A Constituição, de outra parte, se refere às riquezas existentes nas terras indígenas. Em outro local, o mesmo diploma conceitua tais terras como "as por eles habitadas em caráter permanente, as utilizadas para as suas atividades produtivas, as imprescindíveis à preservação dos recursos ambientais necessários a seu bem-estar e as necessárias a sua reprodução física e cultural" (art. 231, §1º). Serão caracterizadas como indígenas, pois, quaisquer terras que cumpram pelo menos uma dessas exigências constitucionais [17].
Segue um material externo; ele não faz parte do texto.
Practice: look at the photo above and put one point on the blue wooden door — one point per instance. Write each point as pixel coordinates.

Aqui é importante ressaltar que o advérbio tradicionalmente na locução "terras tradicionalmente ocupadas pelos índios" é modal, e não de tempo. Refere-se, assim, ao modo tradicional de ocupação, segundo os usos, costumes e tradições indígenas, e não ao tempo da ocupação [18]. Além disso, há que se ressaltar, com José Afonso da Silva, que
não se vai tentar definir o que é habitação permanente, modo de utilização, atividade produtiva, ou qualquer das condições ou termos que as compõem, segundo a visão civilizada, a visão do modo de produção capitalista ou socialista, a visão do bem-estar do nosso gosto, mas segundo o modo de ser deles [dos índios], da cultura deles [19].
Há ainda um ponto a ser esclarecido sobre o objeto do usufruto exclusivo atribuído aos índios: o alcance ou abrangência de tal direito. De acordo com o texto da norma constitucional, cabe aos índios "o usufruto exclusivo das riquezas do solo, dos rios e dos lagos nelas existentes" (art. 231, §2º).
Primeiramente, deve-se advertir que esse dispositivo é passível de interpretação extensiva. Basta imaginar uma tribo que habite o litoral, como se verifica com algumas comunidades na Paraíba e em Santa Catarina. Obviamente, nesses casos, o usufruto se estende às riquezas do mar, embora não esteja isso previsto expressamente (o texto se refere apenas a rios e lagos).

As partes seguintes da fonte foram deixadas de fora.